An embedding is a dense vector representation of data—text, images, audio, code—that captures semantic meaning in a continuous numerical space. Embeddings are the foundation of modern AI: they enable semantic search, recommendations, clustering, and serve as input to LLMs and other downstream models.

How Embeddings Work

An embedding model (e.g., OpenAI text-embedding-3, Cohere Embed, Voyage AI, open-source models like sentence-transformers) takes input data and produces a fixed-length vector—typically 384 to 3,072 dimensions. Semantically similar inputs produce vectors that are close together in the embedding space, measured by cosine similarity or Euclidean distance. The relationships are learned during model training on large datasets.

Use Cases

Embeddings power many production AI applications: semantic search (find documents by meaning rather than keywords), recommendation systems (find items similar to user preferences), clustering and classification (group similar items), deduplication (find near-duplicate content), and as inputs to RAG pipelines and downstream ML models. They are foundational infrastructure—almost every production AI system uses embeddings somewhere in the stack.
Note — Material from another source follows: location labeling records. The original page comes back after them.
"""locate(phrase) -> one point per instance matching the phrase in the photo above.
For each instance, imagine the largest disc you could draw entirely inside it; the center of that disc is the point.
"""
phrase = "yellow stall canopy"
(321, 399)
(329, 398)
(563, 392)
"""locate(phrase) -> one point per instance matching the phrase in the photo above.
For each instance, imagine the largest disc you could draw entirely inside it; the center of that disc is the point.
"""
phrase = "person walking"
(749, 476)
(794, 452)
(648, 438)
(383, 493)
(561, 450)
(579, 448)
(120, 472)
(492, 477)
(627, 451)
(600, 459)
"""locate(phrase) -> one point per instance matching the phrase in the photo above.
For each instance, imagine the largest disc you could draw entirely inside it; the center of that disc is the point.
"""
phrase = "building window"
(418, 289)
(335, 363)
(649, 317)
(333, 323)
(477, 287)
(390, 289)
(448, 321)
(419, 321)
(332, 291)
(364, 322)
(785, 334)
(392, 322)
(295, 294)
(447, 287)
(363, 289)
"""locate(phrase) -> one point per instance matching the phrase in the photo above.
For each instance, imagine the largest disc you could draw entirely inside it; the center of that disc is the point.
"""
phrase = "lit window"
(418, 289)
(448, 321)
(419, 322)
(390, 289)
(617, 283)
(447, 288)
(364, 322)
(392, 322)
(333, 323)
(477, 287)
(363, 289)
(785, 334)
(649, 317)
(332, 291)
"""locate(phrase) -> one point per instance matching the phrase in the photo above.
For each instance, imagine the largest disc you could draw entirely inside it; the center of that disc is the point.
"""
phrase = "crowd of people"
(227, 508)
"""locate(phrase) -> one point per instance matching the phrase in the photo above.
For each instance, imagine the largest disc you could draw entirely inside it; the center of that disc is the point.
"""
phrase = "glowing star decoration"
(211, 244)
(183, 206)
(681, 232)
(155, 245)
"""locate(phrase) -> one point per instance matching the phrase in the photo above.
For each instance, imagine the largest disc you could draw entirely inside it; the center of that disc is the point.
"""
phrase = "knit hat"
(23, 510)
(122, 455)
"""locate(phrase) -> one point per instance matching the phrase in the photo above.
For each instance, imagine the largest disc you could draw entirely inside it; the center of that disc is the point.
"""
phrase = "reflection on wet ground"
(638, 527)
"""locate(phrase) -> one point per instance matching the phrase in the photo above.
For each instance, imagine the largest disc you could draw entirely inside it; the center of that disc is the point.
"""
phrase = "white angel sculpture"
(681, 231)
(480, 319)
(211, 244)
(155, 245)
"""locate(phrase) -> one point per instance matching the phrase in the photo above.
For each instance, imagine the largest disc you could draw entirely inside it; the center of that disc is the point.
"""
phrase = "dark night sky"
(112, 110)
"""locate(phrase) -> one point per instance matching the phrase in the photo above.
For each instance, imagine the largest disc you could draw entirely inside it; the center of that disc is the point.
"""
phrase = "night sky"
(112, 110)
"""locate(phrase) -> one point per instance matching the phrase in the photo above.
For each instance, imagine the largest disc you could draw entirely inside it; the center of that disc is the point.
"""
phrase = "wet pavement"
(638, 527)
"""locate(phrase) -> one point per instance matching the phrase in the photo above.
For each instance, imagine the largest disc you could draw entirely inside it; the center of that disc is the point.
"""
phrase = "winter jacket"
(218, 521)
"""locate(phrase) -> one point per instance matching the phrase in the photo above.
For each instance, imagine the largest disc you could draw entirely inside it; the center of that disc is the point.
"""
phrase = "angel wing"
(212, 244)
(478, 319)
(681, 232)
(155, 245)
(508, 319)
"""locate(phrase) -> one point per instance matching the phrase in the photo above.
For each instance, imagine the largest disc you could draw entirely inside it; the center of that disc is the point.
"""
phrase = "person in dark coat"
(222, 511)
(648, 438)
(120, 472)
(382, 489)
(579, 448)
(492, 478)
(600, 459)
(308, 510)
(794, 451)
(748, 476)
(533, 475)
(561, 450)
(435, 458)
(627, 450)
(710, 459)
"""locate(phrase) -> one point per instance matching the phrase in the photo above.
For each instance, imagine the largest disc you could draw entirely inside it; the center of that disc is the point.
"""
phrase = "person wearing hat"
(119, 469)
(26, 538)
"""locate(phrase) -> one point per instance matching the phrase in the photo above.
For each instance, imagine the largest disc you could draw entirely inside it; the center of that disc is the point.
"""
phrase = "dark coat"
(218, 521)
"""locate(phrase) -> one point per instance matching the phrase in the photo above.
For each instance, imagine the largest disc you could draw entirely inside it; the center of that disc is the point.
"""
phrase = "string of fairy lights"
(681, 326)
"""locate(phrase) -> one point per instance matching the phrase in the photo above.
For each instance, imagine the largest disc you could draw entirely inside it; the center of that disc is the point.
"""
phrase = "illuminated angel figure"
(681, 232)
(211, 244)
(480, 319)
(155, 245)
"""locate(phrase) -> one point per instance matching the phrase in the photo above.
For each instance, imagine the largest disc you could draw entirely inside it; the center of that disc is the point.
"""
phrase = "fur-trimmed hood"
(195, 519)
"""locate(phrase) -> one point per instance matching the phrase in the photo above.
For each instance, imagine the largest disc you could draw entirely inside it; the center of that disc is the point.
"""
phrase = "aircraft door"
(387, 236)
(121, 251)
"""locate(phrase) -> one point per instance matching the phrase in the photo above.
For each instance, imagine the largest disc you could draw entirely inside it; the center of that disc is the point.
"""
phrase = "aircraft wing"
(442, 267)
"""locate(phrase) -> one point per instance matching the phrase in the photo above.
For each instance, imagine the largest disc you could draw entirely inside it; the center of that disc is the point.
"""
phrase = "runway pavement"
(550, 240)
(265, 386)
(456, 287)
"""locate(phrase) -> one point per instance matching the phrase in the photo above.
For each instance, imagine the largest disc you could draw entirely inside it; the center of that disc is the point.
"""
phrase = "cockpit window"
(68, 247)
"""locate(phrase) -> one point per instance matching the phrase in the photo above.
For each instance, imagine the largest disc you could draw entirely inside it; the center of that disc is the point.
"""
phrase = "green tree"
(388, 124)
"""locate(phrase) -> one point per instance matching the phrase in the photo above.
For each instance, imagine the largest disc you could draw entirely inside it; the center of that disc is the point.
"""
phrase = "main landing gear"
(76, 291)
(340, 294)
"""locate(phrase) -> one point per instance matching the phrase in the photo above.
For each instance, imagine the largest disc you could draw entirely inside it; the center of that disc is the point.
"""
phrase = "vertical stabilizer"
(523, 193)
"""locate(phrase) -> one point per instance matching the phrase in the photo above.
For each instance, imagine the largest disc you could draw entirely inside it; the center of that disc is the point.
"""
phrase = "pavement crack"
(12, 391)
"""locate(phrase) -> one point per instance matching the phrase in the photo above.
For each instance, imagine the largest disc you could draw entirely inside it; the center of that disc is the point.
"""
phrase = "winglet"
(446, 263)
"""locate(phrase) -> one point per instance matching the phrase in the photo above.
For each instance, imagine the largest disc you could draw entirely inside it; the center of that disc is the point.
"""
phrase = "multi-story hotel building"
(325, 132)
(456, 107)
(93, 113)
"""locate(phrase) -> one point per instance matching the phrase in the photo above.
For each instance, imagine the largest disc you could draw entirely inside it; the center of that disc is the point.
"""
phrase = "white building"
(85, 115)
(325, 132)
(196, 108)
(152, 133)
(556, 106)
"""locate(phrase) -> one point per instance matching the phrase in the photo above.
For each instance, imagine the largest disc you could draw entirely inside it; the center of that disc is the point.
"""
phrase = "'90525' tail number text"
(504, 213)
Choosing an Embedding Model

Selection criteria include: semantic quality (measured on benchmarks like MTEB), dimensionality (higher dimensions can capture more nuance but cost more in storage and compute), domain specialization (general-purpose vs. legal/medical/code-specialized models), supported languages (multilingual capability), and pricing/licensing. Many production teams maintain multiple embedding models for different content types, with periodic re-embedding when models improve significantly.

References

Embeddings under data-protection law

Embeddings complicate the easy claim that “we anonymised the data”: vectors derived from personal text can remain personal data where individuals are identifiable through inversion, linkage or membership inference — regulator thinking on AI increasingly assumes so. The operational consequences: treat vector databases as personal-data stores by default (lawful basis, retention, deletion mechanics — including index rebuilds where required), scope DPAs with model providers to cover embedding generation, and remember that deleting source documents without deleting their vectors fails KVKK/GDPR erasure obligations. RAG architectures inherit all of this — the index is a copy of your documents in another form, and access controls on it deserve the same review as the original repository.